You can burn in a LCD, BUT it takes a very, very, very long time!!!
If were to watch 3x4 image with side bars 24/7 for a couple of months in a row then maybe you might have problem. I doubt that you will be doing this. Burn-in usually is caused by bright stationary image not by a dark image or bars. John
I'd really appreciate your expert opinions on possible burn-in on my new Samsung LN-S2351W. http://www.samsung.com/Products/TV/LCDTV/files/lns2351_final.pdf I find the stretched images to be annoying and am considering putting up with window boxes, and was just wondering if the LAST SENTENCE in this advice from Cnet BELOW still holds true even though it was originally published in 2004 and updated in 2005. My cable installer told me to avoid window boxes 'cause they'll cause burn in on my LCD. Judging by past information and service from my cable provider I've found they usually don't know their butt from third base...

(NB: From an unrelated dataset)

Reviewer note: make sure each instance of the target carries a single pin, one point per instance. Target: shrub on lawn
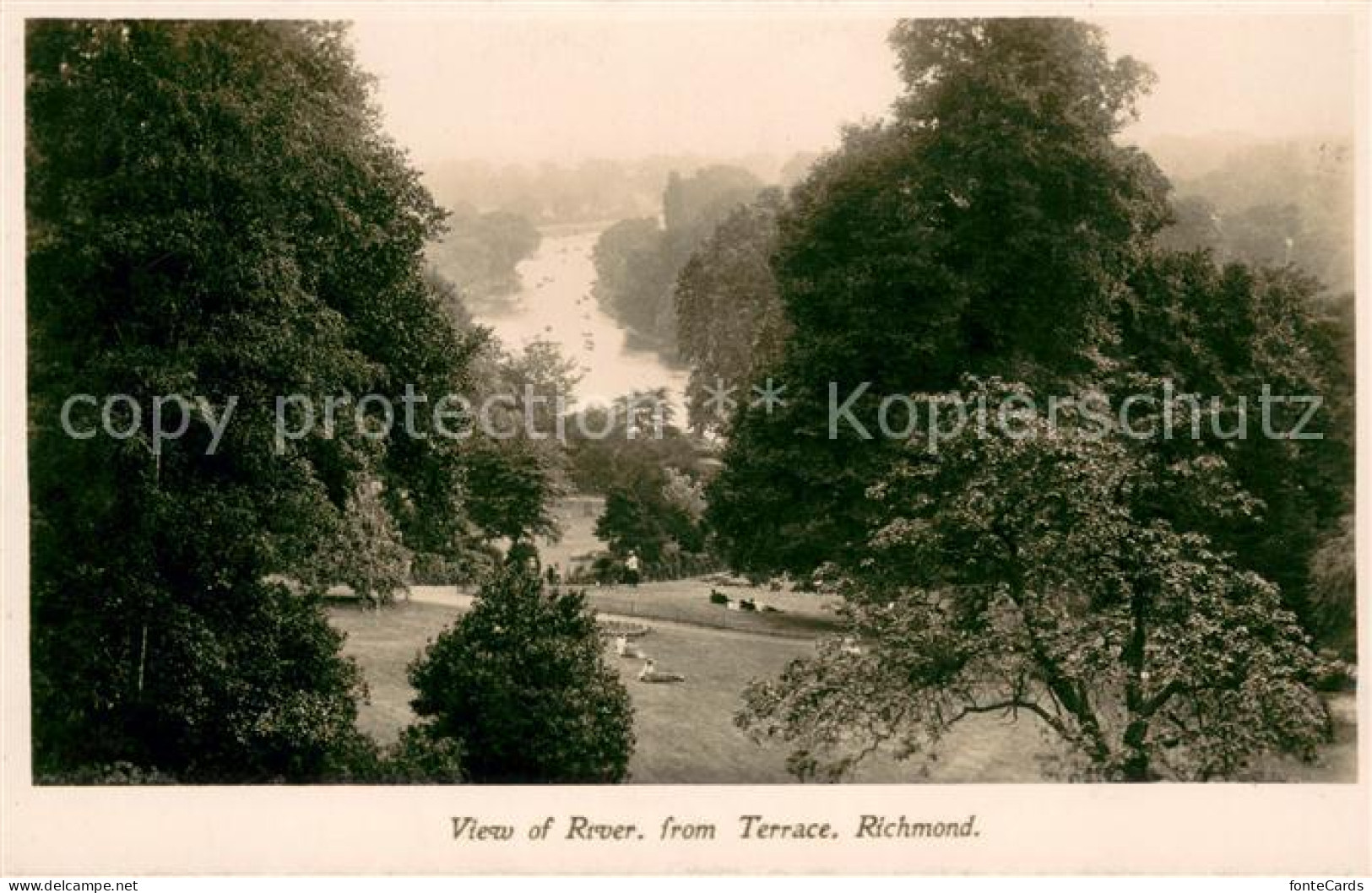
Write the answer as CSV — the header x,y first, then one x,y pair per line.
x,y
520,685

CNET's quick guide to aspect ratio
Both plasma and rear-projection CRT sets are particularly vulnerable to burn-in during the first 100 or so hours of use. During that time, we recommend you watch without vertical letter boxing at all, and that you avoid still images, such as paused games or television shows. After this initial period, the danger of burn-in is greatly reduced. Other easy measures to avoid burn in include: find a set or a source that produces gray bars (instead of black) to either side of the 4:3 image and/or features other ways to combat burn-in; turn contrast down to 50 percent or lower; balance your 4:3 viewing with more wide-screen material; in particular, sports and animation make good candidates for stretching.
Burn-in does not affect LCD, DLP, or LCoS TVs and is much less likely to affect direct-view tube TVs.